9. Now coming to the case on hand as observed above, there are two documents before us. One is the order dated 23/03/2020 passed under section 263 of the Act and the other is a communication dated 02/06/2020. The communication dated 02/06/2020 states that the order under section 263 of the Act dated 23/03/2020 was having a particular But the question is whether such a later reference will relate back to the date of order i.e., 23/03/2020 passed under section 263 of the Act and validates the same. Since it is not the case of Revenue that DIN [ITBA /REV/M/REV5/2020-21 /1027201902(1)] was generated on 23/03/2020 and the document dated 02/06/2020 is not specific on this aspect, we are of the considered opinion that it is imperative for us to look at the circumstances under which the DIN was generated separately.

10. Neither the order under section 263 of the Act nor the communication dated 02/06/2020 spell out the reasons for not either generating the DIN or quoting the same in the order dated 23/03/2020. Circular categorically mentions that subsequent to 01/10/2019, the computer generated DIN not only be allotted but be duly quoted in the body of the communication itself. In the communication dated 23/03/2020 any reference to DIN is conspicuously absent. To meet the events where the computer generated DIN could not be generated on the date of issuance of communication, five exceptions are provided by paragraph 3 of the circular. It is also specifically stated that if the case of the Revenue falls in any of these exceptions, the said fact has to be recorded in the communication itself in the prescribed format.
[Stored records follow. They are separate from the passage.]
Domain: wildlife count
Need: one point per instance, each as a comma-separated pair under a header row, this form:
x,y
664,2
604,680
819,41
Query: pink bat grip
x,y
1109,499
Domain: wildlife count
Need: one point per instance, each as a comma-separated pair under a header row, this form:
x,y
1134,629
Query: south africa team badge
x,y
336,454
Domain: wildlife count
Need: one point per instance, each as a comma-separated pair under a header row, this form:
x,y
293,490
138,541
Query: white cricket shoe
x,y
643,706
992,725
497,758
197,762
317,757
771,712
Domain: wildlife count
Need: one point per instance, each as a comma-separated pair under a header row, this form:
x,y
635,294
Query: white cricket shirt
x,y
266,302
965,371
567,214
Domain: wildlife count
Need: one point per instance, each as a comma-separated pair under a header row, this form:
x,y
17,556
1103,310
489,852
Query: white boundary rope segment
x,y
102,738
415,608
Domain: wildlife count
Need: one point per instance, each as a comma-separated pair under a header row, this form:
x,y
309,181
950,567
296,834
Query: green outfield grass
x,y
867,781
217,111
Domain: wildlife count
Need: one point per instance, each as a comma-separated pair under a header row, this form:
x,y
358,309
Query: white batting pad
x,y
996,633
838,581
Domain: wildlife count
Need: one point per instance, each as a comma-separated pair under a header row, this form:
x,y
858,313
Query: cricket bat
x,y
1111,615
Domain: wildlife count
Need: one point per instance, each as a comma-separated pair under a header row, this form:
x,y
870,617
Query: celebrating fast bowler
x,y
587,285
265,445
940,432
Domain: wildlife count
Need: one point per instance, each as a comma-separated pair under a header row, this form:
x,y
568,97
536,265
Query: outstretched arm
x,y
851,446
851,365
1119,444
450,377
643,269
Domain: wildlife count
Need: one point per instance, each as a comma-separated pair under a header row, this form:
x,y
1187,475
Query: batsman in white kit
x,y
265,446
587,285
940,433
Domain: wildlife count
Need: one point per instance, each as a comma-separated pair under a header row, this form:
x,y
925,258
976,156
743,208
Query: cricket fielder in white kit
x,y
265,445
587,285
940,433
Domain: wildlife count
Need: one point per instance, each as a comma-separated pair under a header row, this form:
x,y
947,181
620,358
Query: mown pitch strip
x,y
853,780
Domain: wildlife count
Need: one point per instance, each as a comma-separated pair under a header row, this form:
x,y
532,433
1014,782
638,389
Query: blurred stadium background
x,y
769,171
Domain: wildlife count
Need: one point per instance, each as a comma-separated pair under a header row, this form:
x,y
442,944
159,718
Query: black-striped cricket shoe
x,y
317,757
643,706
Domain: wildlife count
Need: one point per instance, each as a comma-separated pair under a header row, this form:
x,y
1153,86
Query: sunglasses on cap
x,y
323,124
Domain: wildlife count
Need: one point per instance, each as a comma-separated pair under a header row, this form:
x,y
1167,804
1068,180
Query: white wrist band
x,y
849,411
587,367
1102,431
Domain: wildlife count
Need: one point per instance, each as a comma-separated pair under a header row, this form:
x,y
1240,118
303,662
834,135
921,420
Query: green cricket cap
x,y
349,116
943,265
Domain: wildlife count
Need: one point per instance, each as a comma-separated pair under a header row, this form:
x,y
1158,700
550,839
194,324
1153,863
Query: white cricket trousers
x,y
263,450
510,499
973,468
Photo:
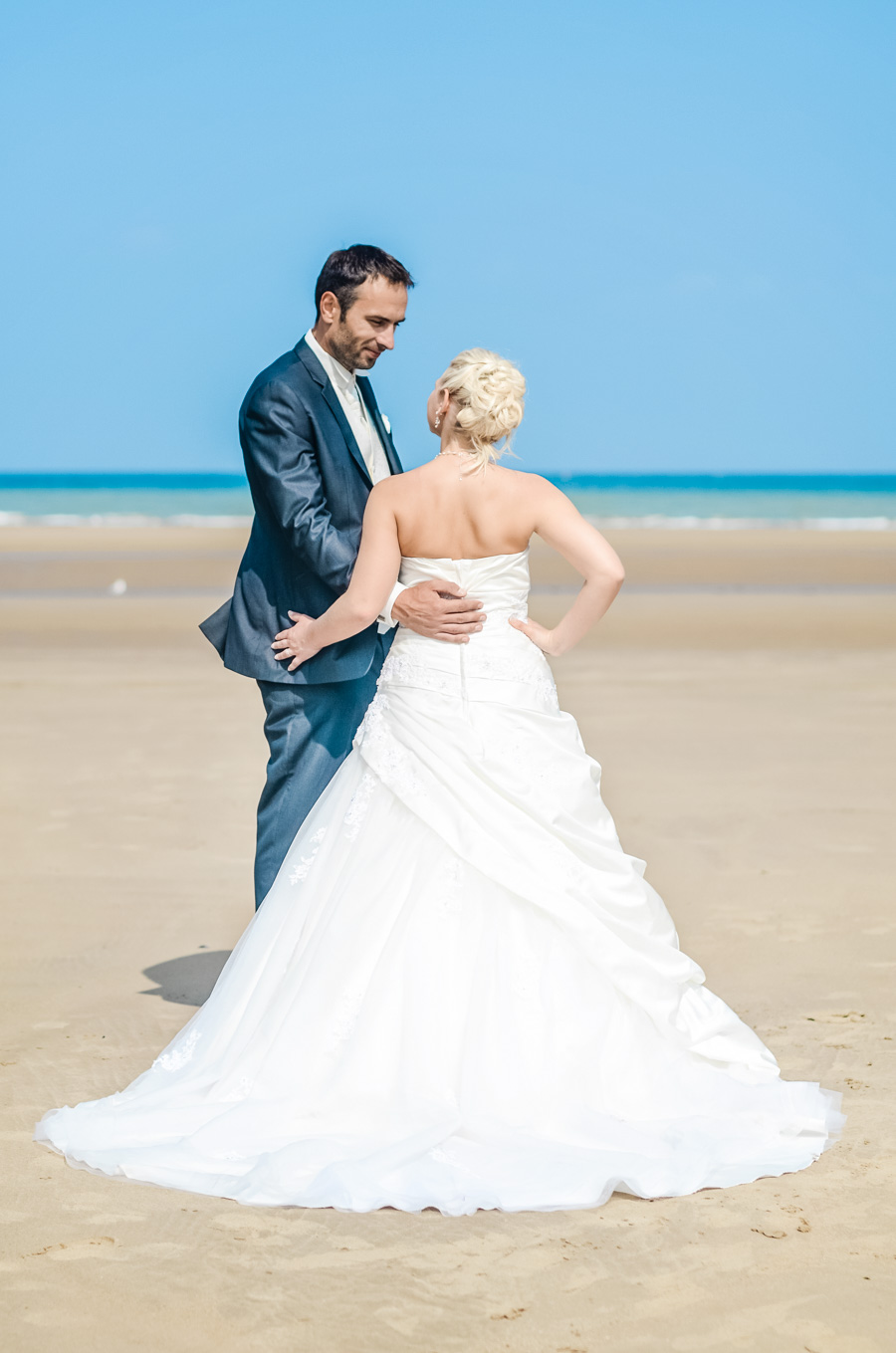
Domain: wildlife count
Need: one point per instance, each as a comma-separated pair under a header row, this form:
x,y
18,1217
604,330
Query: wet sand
x,y
741,701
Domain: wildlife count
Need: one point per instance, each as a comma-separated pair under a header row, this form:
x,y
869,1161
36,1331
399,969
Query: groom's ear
x,y
331,309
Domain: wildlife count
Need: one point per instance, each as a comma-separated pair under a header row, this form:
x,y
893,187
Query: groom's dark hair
x,y
346,270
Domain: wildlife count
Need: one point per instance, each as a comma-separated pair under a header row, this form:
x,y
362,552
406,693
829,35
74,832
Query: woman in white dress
x,y
460,992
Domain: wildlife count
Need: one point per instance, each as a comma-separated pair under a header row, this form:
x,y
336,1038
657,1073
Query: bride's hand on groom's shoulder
x,y
296,643
541,636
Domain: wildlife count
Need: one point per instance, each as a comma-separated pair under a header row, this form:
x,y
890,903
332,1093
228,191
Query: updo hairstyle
x,y
489,392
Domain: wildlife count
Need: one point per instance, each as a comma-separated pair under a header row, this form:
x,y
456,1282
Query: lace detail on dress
x,y
304,866
345,1017
424,667
384,753
180,1052
402,670
356,809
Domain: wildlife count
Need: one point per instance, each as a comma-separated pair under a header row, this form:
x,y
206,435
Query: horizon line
x,y
234,479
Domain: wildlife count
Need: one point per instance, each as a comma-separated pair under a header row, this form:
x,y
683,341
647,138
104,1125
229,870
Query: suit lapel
x,y
332,399
384,436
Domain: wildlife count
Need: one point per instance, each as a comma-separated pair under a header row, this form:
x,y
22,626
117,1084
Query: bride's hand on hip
x,y
541,636
296,643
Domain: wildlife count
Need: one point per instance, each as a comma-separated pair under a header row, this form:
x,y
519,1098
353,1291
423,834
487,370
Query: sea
x,y
661,502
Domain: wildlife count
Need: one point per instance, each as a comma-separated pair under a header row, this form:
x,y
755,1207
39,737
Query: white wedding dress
x,y
460,992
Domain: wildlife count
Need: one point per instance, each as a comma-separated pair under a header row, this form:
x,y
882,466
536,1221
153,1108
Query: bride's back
x,y
450,511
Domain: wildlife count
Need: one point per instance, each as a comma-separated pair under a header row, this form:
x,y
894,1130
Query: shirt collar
x,y
339,377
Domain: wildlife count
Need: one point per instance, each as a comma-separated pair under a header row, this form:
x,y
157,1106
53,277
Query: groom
x,y
315,443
11. Neither the reasons nor the statement in the prescribed format is to be found in the order passed under section 263 of the Act, spelling out the particular category of exception that prevented allotting the DIN on that day. It is yet another violation. In the case of CIT vs. Brandix Mauritius Holdings Ltd. (supra), Hon’ble Delhi High Court addressed this issue where the Revenue pleaded that is only a mistake, and held that to such case also paragraph 4 of the 2019 circular would apply. As referred to by us, paragraph 4 of the circular clearly reads that any communication which is not in conformity with paragraph 2 and paragraph 3 shall be treated as invalid and shall be deemed to have never been issued. It is, therefore, clear that any reason what-so-ever other than the exceptions mentioned in paragraph 3 would save the communication issued without DIN.

12. In these circumstances, we are of the considered opinion that for want of generation/quoting the DIN in the order dated 23/03/2020, such an order shall be treated to have never been issued and, therefore, shall not take any affect. In view of this finding, we deem it not necessary to delve deeper into the merits of the case.

13. In the result, appeal of assessee is allowed.

Order pronounced in the open court on this the 28th day of April, 2023.